Cooler throttle body = cooler intake air. Cooler intake air = more power.


----------



## tungub (Apr 7, 2007)

I'm still curious if anyone has dynoed this. I could easily be wrong, but my guess is that the air is passing through the throttle body with enough velocity that there isn't much opportunity to heat the air. Not to mention that there isn't much surface area to the throttle body.
robert


----------



## koko5869 (Feb 15, 2006)

*Re: (tungub)*


_Quote, originally posted by *tungub* »_I'm still curious if anyone has dynoed this. I could easily be wrong, but my guess is that the air is passing through the throttle body with enough velocity that there isn't much opportunity to heat the air. Not to mention that there isn't much surface area to the throttle body.
robert

there isnt really much airflow. its not as its under vacuum or anything. just kind of a dead zone. 
with the coolant lines, one is supply and one is return, so its constantly moving. not so much with air.


----------



## apstguy (Apr 3, 2006)

I doubt it would be worth the dyno visit. I bet it is so minuscule I doubt it would even show up as anything other than the acceptable error rate.


----------



## Nick2002GLI (Dec 23, 2008)

*Re: (apstguy)*

Before the bypass. After my engin would get hot. I always noticed a decrease in torque. Especially on highways now it's consistent... And no reduction in power.... 4 dollars for the plastic 3/8 connector and the 2 caps to cap off the open ends and 5 minutes to bypass it... So it was worth my time..... Cuz when engine is hot the throttle body gets extremely hot and the air goes through that hot atmosphere and it DOES heat up. Cuz coolant flowing through there goes over 200 degrees..... Much more.
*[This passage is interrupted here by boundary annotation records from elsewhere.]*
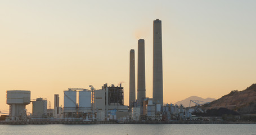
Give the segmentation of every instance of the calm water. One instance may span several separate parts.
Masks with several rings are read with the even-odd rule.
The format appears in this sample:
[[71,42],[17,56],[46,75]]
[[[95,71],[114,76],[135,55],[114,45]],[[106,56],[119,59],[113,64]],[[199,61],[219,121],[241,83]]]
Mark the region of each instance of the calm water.
[[0,125],[0,134],[255,134],[256,124]]

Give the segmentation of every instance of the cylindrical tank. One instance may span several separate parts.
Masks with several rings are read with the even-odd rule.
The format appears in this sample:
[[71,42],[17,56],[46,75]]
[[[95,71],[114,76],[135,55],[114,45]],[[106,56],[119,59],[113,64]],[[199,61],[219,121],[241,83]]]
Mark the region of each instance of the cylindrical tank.
[[24,112],[26,105],[30,103],[30,91],[7,91],[6,104],[10,105],[9,115],[12,120],[19,120],[19,115]]
[[6,104],[26,105],[30,104],[30,91],[7,91]]
[[77,105],[77,91],[69,90],[64,91],[64,110],[72,110]]
[[155,105],[155,111],[156,113],[160,112],[161,111],[161,104],[156,104]]
[[79,93],[79,110],[91,110],[91,91],[83,90]]

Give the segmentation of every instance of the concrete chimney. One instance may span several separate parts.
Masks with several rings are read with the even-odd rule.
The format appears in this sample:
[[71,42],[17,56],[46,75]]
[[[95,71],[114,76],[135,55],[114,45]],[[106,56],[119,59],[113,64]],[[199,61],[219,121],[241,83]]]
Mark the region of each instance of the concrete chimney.
[[153,101],[163,104],[161,21],[153,24]]
[[140,105],[141,99],[146,97],[145,87],[145,53],[144,39],[138,40],[138,86],[137,97]]
[[129,106],[133,107],[133,102],[136,101],[135,96],[135,57],[134,50],[130,51],[130,83],[129,93]]

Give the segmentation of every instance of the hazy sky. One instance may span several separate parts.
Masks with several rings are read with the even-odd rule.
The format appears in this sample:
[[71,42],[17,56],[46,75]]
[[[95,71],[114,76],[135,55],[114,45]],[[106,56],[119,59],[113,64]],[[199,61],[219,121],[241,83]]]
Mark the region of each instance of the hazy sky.
[[[153,20],[162,21],[164,102],[218,98],[256,80],[256,1],[0,1],[0,110],[7,90],[47,98],[123,82],[145,40],[152,97]],[[137,88],[136,88],[137,89]],[[137,93],[137,92],[136,92]],[[32,112],[32,105],[29,111]]]

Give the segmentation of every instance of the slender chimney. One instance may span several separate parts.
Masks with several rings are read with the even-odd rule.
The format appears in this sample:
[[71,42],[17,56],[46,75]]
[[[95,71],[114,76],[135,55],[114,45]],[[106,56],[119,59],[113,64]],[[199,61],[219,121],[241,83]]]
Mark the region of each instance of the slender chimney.
[[138,40],[138,84],[137,100],[140,105],[141,99],[146,97],[145,88],[145,53],[144,39]]
[[59,107],[59,94],[54,94],[54,109]]
[[153,24],[153,101],[163,104],[161,21]]
[[130,51],[130,84],[129,94],[129,106],[133,107],[133,102],[136,101],[135,96],[135,60],[134,50]]

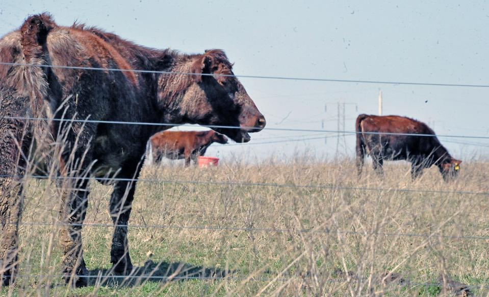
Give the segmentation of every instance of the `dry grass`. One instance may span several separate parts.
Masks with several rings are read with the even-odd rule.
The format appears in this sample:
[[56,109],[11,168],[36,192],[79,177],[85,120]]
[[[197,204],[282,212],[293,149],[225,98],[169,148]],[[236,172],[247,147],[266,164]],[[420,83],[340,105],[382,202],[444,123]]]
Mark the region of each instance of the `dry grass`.
[[[489,240],[449,237],[489,236],[489,195],[450,193],[489,192],[487,163],[463,165],[459,178],[450,184],[434,168],[411,181],[409,167],[402,163],[387,164],[382,179],[367,168],[358,181],[351,160],[306,157],[208,169],[145,168],[142,179],[201,183],[138,184],[129,236],[133,263],[140,266],[133,276],[139,277],[97,278],[110,268],[112,229],[85,226],[85,259],[95,276],[92,285],[76,289],[50,276],[60,274],[56,227],[35,224],[56,221],[57,192],[46,181],[31,180],[22,218],[28,224],[20,231],[23,277],[0,293],[433,295],[448,292],[443,285],[424,284],[439,283],[444,275],[486,294],[478,286],[489,282]],[[85,223],[110,225],[111,188],[94,182],[91,190]],[[156,225],[165,227],[151,227]],[[215,228],[189,228],[206,226]],[[399,276],[384,277],[387,272],[400,276],[390,282]],[[210,279],[162,278],[169,275]]]

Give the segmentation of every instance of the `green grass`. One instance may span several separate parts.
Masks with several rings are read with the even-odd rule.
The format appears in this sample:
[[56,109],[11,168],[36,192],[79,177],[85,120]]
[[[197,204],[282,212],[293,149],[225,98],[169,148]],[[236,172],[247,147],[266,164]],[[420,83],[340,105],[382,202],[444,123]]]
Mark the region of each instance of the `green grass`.
[[[357,181],[348,160],[266,162],[210,170],[145,168],[142,177],[487,192],[487,164],[468,163],[460,178],[448,184],[434,168],[411,181],[408,166],[395,163],[386,166],[383,179],[367,170]],[[106,210],[111,188],[93,183],[91,190],[85,222],[110,224]],[[54,186],[31,181],[28,192],[23,221],[52,222],[58,215]],[[440,285],[417,284],[435,284],[442,273],[469,285],[489,281],[487,241],[437,236],[489,235],[486,200],[487,196],[453,193],[141,182],[128,232],[139,279],[109,277],[96,283],[97,274],[106,275],[111,268],[113,230],[87,226],[83,233],[84,258],[94,276],[88,287],[69,288],[60,278],[45,277],[60,273],[58,230],[22,225],[19,274],[29,277],[0,289],[0,295],[343,296],[370,292],[437,295],[442,291]],[[169,228],[136,227],[153,225]],[[206,226],[279,230],[180,228]],[[408,284],[384,283],[386,271],[401,274]],[[217,276],[170,281],[158,278],[174,273]],[[476,294],[489,292],[484,288],[471,290]]]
Now after a 25 minute drive. I touch the throttle body, it's warm only. And the coolant hose is hellla hot!!


----------



## Nick2002GLI (Dec 23, 2008)

*Re: (Nick2002GLI)*

In the winter it will be torquey much more. Cuz it'd be more torquy with the tb not bypassed. In Vancouver wa it gets to about 35-45 at nght and 40-50 During the day so not enough to freeze it over, and improves how efficient the engine works.


----------



## apstguy (Apr 3, 2006)

You started the thread because you didn't know the effects of a TB bypass and now you are the expert? I think you need to give it some time before proclaiming victory.


----------



## Nick2002GLI (Dec 23, 2008)

*Re: (apstguy)*

I posted this before I bypassed it. Once I did bypass it noticed a significant difference! Ya racing wise itwont be noticeable but driving calmly it's noticeable. How the car responds. Becuz I don't abuse my car whatsoever.


----------



## eld101 (Apr 22, 2008)

*Re: (Nick2002GLI)*

Would I be better off removing these lines and capping them, or using a coupler and reconnecting them with the throttle body "out of the loop"?


----------



## apstguy (Apr 3, 2006)

I would say cap them, less to leak and break.


----------



## G_Lader_91 (Dec 28, 2006)

*Re: (apstguy)*

I bypassed my t/b. I noticed, and call me crazy that the car takes a little bit longer to warm up from a stand still. I agree with the t/b being alot cooler to the touch. especially after long drives. Not necessarily highway either. Weird eh?


----------



## mcdbones (Mar 14, 2013)

*Instructions on how to bypass*

The plastic T-valve connector from throttle body coolant hose and the T-valve to the heater hose have broken. It's going to cost me $156.00 for parts (dealer) plus $109 coolant flush & $92 labor(not dealer). After reading this thread I'm thinking I don't really need to fix this. 
How would I do this bypass? 

In the first image the T-valve to throttle body hose is broken completely and would need to find way to join remaining two hoses.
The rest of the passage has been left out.